La facture de l’écriture n’a rien de mièvre, comme l’est ce qui habituellement est désuet. Or ni le propos de Frenette-Vallières ni sa manière ne sont dépassés. La clarté et la netteté du style n’ont rien d’archaïque, bien que selon l’esprit d’une longue tradition leur vertu soit depuis longtemps célébrée. Voilà aussi qui est impressionnant, l’auteure ne signe ici que son second titre et déjà tant de maturité et de savoir-faire s’y manifestent. Mais passons.

Entrons plutôt dans le vif du sujet. Voyons de quoi retourne cette histoire et de quel dispositif use l’auteure pour nous la raconter.

Je le répète, il y a ici un récit, mais pas de narrateur, pas de narratrice. J’allais dire même : il y a ici de la poésie, mais pas de poèmes, ce qui est vrai et faux à la fois. Commençons par l’histoire et pour l’appréhender rendons-nous tout d’abord à la toute fin de l’ouvrage. Une note s’y trouve. Je la reproduis.

« Le mot ‘‘sestrales’’ renvoie au néologisme ‘‘sestralité’’, apparu avec la première organisation scoute française destiné (sic) aux jeunes filles, en 1912 : les Éclaireuses d’Agnès Baden-Powell.

L’expression souligne « l’originalité d’un lien amical et éducatif particulier entre femmes, et le geste créateur qu’il suppose », mais elle se distingue néanmoins de l’amitié, plus ouverte sur le monde. En ce sens, un péril menace l’entre-sœurs trop chaleureux et replié sur lui-même, qui devient facilement exclusif. »

Voilà qui dit tout ou presque. Sestrales, on l’aura deviné, met donc en présence deux jeunes filles, ou jeunes femmes. Elles sont l’une à l’autre davantage que des amies. Elles sont sœurs, et si l’amitié ouvre sur le monde, leur relation plus qu’amicale les conduit à s’isoler. Un péril pour elles se fait menaçant. Lequel ?

L’amour de nos jours est la plupart du temps frontal, on disait autrefois effronté. L’amoureuse aujourd’hui n’a pas vraiment froid aux yeux, elle déclare son amour avec des mots crus; si un chat est un chat, il en va de même pour une chatte.

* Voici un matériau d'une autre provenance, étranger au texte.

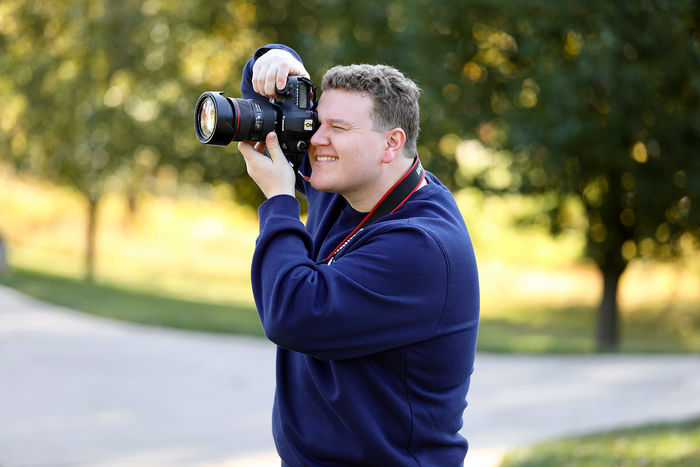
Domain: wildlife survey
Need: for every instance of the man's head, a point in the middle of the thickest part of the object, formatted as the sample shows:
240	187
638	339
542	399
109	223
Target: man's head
395	97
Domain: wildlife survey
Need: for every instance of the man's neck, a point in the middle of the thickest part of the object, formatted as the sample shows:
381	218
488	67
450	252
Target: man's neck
366	200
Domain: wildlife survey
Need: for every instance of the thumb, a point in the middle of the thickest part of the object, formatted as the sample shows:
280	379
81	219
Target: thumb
273	147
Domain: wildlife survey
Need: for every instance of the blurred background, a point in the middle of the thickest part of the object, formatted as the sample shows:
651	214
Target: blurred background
567	131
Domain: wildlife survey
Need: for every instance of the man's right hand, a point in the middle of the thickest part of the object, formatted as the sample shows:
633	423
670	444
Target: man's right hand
270	71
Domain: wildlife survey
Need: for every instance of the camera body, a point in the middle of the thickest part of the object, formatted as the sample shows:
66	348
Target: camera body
218	120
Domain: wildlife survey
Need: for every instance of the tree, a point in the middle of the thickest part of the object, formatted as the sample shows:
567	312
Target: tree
594	101
601	104
100	94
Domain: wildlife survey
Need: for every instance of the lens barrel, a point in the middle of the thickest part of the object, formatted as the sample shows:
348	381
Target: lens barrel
218	120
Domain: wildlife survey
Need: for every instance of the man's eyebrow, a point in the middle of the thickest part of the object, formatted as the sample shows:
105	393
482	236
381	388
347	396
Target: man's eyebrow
339	121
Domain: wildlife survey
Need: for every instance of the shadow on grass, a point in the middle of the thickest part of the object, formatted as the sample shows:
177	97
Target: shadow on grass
135	306
512	329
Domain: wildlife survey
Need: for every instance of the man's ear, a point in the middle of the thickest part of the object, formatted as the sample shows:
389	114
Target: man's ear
395	140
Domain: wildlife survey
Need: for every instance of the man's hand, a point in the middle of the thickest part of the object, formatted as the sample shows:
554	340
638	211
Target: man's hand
274	175
271	70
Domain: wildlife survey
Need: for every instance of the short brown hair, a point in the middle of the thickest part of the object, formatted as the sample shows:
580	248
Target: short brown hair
395	97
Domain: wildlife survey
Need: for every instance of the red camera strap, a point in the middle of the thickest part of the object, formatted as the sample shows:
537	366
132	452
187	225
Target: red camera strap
390	202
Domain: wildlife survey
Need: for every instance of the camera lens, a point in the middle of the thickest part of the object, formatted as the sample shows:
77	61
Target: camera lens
207	117
219	120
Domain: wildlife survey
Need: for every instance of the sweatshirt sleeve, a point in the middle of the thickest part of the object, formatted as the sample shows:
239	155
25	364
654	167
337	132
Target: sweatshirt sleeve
357	306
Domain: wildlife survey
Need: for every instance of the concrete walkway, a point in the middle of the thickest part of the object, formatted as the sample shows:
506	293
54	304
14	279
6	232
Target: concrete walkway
81	390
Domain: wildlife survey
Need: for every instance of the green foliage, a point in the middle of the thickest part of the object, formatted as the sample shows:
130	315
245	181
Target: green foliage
596	102
102	93
673	444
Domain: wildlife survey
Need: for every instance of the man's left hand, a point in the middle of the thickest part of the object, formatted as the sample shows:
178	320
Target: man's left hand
274	175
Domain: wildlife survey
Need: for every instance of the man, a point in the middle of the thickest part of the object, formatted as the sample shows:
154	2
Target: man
375	318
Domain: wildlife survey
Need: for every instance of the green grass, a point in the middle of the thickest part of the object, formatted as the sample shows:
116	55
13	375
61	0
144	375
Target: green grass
136	306
570	329
659	445
184	261
519	329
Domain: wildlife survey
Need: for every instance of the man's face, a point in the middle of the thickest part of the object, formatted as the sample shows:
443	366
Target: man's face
346	154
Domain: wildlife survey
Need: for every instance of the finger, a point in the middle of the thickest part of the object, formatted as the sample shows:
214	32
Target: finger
260	147
297	69
259	77
282	74
273	147
270	82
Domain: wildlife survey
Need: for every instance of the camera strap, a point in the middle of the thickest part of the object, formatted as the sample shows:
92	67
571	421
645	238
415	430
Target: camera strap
390	202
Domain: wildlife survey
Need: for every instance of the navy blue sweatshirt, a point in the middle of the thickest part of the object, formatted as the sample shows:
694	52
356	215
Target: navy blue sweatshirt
375	350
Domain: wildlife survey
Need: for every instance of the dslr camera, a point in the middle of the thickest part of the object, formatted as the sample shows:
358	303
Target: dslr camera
218	120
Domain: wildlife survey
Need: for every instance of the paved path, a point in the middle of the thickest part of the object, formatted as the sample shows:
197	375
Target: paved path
82	390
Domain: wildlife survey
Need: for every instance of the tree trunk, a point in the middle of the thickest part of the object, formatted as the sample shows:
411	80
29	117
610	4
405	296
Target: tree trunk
90	239
607	330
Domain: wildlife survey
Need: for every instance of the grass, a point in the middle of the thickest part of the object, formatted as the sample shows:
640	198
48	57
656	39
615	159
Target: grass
658	445
182	259
136	306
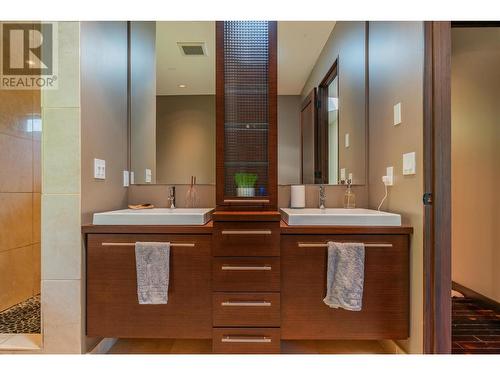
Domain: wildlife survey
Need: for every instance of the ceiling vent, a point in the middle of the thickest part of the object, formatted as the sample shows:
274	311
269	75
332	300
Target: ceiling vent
192	48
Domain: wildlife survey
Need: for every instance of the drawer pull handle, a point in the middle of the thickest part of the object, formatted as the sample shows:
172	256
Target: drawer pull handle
323	244
246	303
173	244
262	339
245	268
257	232
246	200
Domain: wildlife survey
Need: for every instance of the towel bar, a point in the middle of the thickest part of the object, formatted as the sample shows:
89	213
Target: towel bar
246	303
173	244
227	267
323	244
246	200
256	232
246	339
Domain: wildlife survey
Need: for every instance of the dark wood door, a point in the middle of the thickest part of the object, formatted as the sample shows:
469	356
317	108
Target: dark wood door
385	312
112	305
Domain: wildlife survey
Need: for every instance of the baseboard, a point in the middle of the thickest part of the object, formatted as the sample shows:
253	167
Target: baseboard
391	347
475	295
103	346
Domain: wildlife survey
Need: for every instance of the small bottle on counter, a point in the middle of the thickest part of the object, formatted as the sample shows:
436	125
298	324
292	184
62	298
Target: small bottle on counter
349	196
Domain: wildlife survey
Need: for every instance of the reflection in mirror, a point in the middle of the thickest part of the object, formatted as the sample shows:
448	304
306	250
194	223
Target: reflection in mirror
323	64
172	84
326	171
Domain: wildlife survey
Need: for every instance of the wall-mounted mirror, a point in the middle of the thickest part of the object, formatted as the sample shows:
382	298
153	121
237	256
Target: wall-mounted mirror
322	102
172	102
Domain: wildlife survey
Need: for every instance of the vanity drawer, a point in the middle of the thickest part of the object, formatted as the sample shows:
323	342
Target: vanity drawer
246	309
246	340
246	274
246	239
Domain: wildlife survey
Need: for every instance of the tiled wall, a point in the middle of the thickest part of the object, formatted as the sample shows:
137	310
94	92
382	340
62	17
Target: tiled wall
19	196
61	231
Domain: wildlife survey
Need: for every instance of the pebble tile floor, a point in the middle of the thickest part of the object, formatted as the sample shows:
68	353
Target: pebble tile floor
475	327
22	318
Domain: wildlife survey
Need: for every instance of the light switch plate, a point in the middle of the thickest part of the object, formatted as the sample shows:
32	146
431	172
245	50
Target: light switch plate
409	163
126	181
99	169
397	114
148	176
389	174
342	174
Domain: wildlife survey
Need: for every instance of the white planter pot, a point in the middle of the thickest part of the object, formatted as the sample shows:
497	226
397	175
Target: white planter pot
245	192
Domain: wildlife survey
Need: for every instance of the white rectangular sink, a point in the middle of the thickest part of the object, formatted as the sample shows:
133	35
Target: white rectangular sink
154	216
339	216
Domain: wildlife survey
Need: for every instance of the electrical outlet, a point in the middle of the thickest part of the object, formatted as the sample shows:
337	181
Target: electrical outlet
388	179
126	180
148	176
342	174
397	114
99	169
409	163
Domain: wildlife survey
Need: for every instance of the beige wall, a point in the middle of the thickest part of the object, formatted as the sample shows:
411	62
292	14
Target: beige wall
62	282
475	150
396	56
185	139
347	42
20	189
289	158
143	100
104	115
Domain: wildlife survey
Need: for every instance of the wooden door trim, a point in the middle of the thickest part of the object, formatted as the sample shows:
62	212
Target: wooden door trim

L’euphémisme en matière de sexualité n’a désormais plus la cote. Tout au contraire, le trash prévaut, ayant valeur d’authenticité. Mais qui parle ici de sexualité ? C’est d’amour qu’il s’agit et, du reste, l’un n’exclut évidemment pas l’autre.

Avec Andréane Frenette-Vallières, la qualité du silence est telle que les points sur les i se déposent d’eux-mêmes. Pour peu que le lecteur lise lentement, parmi les blancs et les silences, et là où sont finement déposées les paroles, il découvrira quelque chose qui, encore une fois, est de l’ordre de la beauté.

Je dis : des paroles déposées. Ce sont celles des sœurs.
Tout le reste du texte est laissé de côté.